Generate Embeddings Using a llama.cpp Server — llamacpp

Sends text to the /v1/embeddings endpoint of a running llama.cpp server and returns embedding vectors.

Usage

llamacpp_embedding(
  .input,
  .model = "local-model",
  .server = Sys.getenv("LLAMACPP_SERVER", "http://localhost:8080"),
  .api_key = Sys.getenv("LLAMACPP_API_KEY", ""),
  .timeout = 120,
  .dry_run = FALSE,
  .max_tries = 3
)

Arguments

.input: A character vector of texts to embed, or an LLMMessage object.
.model: The model name (default: "local-model"). llama.cpp ignores this and serves the loaded embedding model.
.server: Base URL of the llama.cpp server.
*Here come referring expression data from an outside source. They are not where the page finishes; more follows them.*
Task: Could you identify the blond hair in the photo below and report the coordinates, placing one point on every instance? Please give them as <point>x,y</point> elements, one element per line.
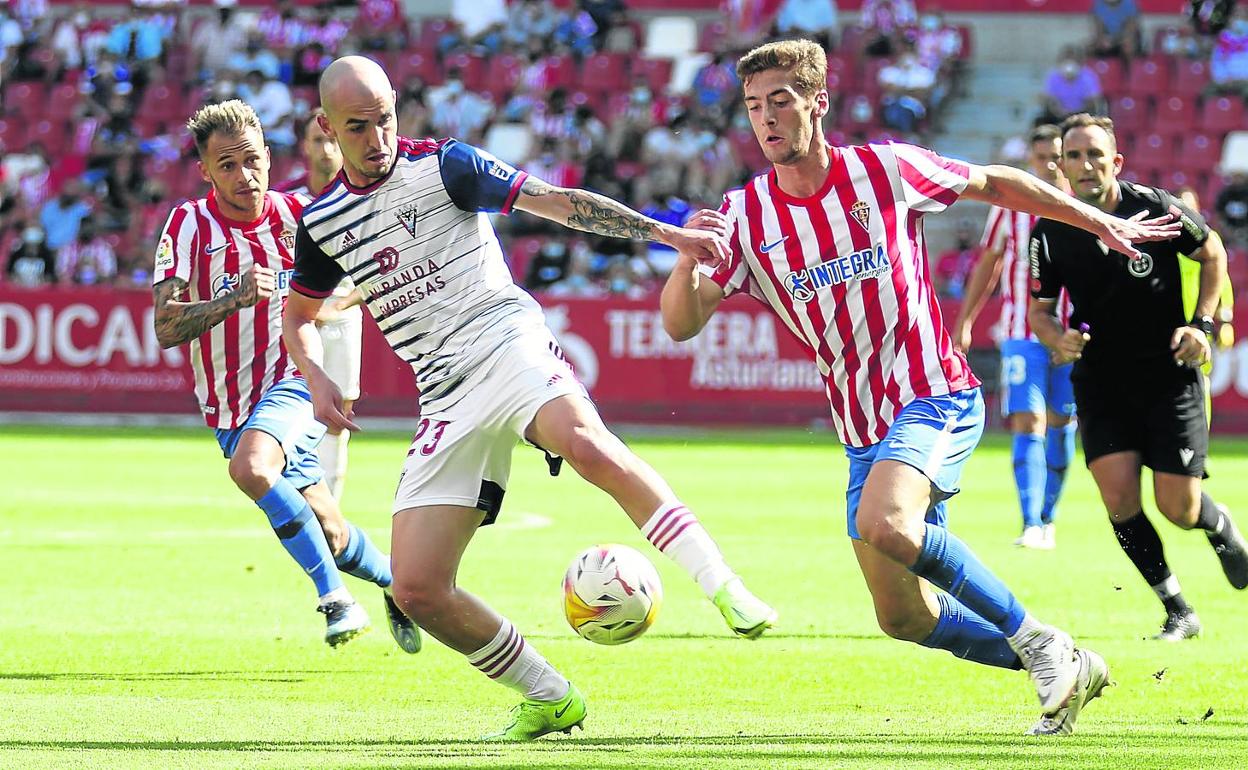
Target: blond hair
<point>230,117</point>
<point>804,59</point>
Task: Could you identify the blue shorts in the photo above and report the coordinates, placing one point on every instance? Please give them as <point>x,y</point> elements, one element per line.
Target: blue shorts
<point>1030,382</point>
<point>285,412</point>
<point>934,434</point>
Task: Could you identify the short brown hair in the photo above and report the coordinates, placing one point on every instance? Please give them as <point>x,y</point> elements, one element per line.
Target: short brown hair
<point>1083,120</point>
<point>805,59</point>
<point>230,117</point>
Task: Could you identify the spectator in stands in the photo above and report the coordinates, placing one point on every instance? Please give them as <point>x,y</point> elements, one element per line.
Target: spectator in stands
<point>1071,87</point>
<point>381,25</point>
<point>256,56</point>
<point>87,260</point>
<point>954,266</point>
<point>1232,210</point>
<point>30,262</point>
<point>907,87</point>
<point>1116,28</point>
<point>457,111</point>
<point>813,19</point>
<point>715,81</point>
<point>271,99</point>
<point>481,23</point>
<point>886,23</point>
<point>216,43</point>
<point>1228,68</point>
<point>61,216</point>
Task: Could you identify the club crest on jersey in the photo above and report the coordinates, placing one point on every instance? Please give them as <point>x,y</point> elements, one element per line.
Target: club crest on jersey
<point>861,214</point>
<point>387,260</point>
<point>406,217</point>
<point>859,266</point>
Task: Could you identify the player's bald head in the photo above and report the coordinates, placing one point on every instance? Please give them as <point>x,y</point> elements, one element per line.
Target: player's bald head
<point>353,79</point>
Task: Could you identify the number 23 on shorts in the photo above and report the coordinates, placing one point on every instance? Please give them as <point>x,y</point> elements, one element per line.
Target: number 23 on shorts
<point>428,433</point>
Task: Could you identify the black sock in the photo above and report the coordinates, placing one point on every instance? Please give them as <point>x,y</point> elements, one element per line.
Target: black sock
<point>1209,519</point>
<point>1143,547</point>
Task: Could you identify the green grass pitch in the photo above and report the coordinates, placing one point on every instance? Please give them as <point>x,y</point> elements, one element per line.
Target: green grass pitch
<point>151,620</point>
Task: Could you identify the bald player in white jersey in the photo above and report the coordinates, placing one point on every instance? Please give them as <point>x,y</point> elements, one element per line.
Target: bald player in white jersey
<point>406,221</point>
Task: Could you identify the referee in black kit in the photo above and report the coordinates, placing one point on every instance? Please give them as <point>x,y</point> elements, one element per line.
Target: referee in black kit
<point>1137,380</point>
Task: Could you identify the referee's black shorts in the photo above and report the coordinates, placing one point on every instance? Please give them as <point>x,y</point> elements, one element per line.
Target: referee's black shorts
<point>1161,418</point>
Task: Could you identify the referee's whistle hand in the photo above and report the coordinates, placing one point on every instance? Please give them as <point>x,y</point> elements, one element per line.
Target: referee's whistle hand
<point>1121,235</point>
<point>1191,346</point>
<point>1070,347</point>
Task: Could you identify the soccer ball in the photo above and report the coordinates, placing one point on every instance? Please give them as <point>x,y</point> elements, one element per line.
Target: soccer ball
<point>610,594</point>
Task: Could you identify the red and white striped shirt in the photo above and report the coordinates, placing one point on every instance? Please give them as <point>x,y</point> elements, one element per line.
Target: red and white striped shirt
<point>241,357</point>
<point>1009,232</point>
<point>846,271</point>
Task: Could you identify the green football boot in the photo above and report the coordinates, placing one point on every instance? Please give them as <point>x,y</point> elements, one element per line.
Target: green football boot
<point>532,719</point>
<point>745,614</point>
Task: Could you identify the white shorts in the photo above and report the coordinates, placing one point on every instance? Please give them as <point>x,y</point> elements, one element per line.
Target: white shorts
<point>462,453</point>
<point>342,340</point>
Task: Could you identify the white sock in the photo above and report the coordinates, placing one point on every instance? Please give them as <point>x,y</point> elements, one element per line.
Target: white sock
<point>1028,627</point>
<point>1167,588</point>
<point>677,532</point>
<point>509,660</point>
<point>332,452</point>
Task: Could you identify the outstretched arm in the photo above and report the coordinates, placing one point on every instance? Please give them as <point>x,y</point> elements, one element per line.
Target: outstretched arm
<point>598,214</point>
<point>1014,189</point>
<point>179,322</point>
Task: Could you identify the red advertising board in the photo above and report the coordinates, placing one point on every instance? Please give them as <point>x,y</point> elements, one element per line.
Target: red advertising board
<point>95,351</point>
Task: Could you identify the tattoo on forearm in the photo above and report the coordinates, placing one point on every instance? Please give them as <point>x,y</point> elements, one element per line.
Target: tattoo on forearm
<point>597,214</point>
<point>177,321</point>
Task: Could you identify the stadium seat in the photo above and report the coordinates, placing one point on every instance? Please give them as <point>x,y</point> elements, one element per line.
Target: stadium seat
<point>711,36</point>
<point>670,36</point>
<point>63,102</point>
<point>512,142</point>
<point>1222,114</point>
<point>13,135</point>
<point>1191,76</point>
<point>604,73</point>
<point>25,99</point>
<point>1110,71</point>
<point>1234,154</point>
<point>1147,77</point>
<point>504,73</point>
<point>1199,151</point>
<point>1174,114</point>
<point>1128,114</point>
<point>418,65</point>
<point>657,73</point>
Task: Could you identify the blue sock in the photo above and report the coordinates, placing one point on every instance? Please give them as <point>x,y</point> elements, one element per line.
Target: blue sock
<point>301,536</point>
<point>1058,451</point>
<point>362,559</point>
<point>1028,456</point>
<point>970,637</point>
<point>949,563</point>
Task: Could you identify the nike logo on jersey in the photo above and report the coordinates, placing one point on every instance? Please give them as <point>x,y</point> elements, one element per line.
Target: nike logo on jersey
<point>766,247</point>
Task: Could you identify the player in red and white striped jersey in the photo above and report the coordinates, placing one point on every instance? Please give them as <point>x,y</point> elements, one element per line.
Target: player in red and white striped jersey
<point>221,276</point>
<point>1031,385</point>
<point>833,241</point>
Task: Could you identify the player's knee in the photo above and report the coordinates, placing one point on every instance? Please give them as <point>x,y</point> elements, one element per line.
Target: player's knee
<point>419,597</point>
<point>902,624</point>
<point>597,456</point>
<point>252,474</point>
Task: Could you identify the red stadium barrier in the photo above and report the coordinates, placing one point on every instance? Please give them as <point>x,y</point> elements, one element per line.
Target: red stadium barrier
<point>92,350</point>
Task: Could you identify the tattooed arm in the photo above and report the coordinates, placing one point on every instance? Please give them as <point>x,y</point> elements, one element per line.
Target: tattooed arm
<point>179,321</point>
<point>600,215</point>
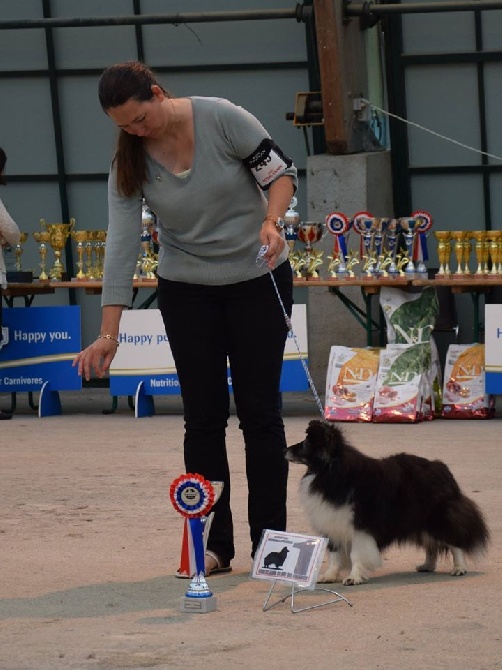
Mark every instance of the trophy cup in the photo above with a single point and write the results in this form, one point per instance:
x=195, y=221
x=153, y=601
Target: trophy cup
x=382, y=259
x=291, y=223
x=479, y=249
x=444, y=251
x=80, y=237
x=18, y=251
x=458, y=236
x=422, y=230
x=99, y=237
x=59, y=233
x=339, y=226
x=365, y=224
x=408, y=228
x=193, y=497
x=392, y=231
x=493, y=237
x=309, y=233
x=42, y=238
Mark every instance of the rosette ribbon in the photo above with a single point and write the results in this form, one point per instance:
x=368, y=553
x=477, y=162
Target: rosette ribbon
x=193, y=497
x=339, y=225
x=423, y=226
x=359, y=224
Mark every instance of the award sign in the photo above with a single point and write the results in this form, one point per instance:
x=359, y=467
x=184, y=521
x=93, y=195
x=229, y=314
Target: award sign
x=193, y=497
x=295, y=559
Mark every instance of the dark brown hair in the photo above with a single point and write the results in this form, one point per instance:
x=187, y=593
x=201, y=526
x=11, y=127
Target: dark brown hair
x=3, y=160
x=118, y=84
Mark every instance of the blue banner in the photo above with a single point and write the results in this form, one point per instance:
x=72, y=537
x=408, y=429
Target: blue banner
x=39, y=347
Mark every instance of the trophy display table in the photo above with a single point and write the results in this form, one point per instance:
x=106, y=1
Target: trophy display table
x=472, y=284
x=26, y=291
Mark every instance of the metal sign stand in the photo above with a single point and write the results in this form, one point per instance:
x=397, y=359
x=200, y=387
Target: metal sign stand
x=294, y=591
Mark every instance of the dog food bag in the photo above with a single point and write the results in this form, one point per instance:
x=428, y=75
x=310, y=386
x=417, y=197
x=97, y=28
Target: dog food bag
x=402, y=384
x=410, y=319
x=464, y=394
x=350, y=384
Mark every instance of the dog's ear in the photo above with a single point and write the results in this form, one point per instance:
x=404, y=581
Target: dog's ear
x=317, y=432
x=325, y=437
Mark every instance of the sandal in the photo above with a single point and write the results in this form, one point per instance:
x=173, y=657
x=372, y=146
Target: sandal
x=212, y=567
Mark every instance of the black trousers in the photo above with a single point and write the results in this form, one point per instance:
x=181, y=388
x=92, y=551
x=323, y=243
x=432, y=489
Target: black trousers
x=244, y=322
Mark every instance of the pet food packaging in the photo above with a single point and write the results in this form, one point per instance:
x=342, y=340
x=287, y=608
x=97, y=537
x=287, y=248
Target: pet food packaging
x=464, y=394
x=410, y=319
x=350, y=383
x=403, y=390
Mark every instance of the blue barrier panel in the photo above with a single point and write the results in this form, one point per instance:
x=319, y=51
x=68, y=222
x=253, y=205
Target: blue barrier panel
x=144, y=356
x=493, y=349
x=40, y=346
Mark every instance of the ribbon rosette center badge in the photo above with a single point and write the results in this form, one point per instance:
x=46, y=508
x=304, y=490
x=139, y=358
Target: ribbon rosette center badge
x=192, y=495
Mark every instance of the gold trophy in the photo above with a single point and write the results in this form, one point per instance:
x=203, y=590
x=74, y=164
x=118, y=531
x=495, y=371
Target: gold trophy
x=458, y=237
x=19, y=250
x=99, y=236
x=91, y=269
x=494, y=238
x=42, y=238
x=309, y=233
x=479, y=248
x=59, y=233
x=80, y=237
x=444, y=251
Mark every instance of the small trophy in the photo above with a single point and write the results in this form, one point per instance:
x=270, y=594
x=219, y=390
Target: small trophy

Defaults to the LLAMACPP_SERVER environment variable, falling back to "http://localhost:8080".
.api_key: API key for the server (default: LLAMACPP_API_KEY env var).
.timeout: Request timeout in seconds (default: 120).
.dry_run: If TRUE, returns the request object without executing it (default: FALSE).
.max_tries: Maximum retries (default: 3).

Value

A tibble with columns input (text) and embeddings (list of numeric vectors).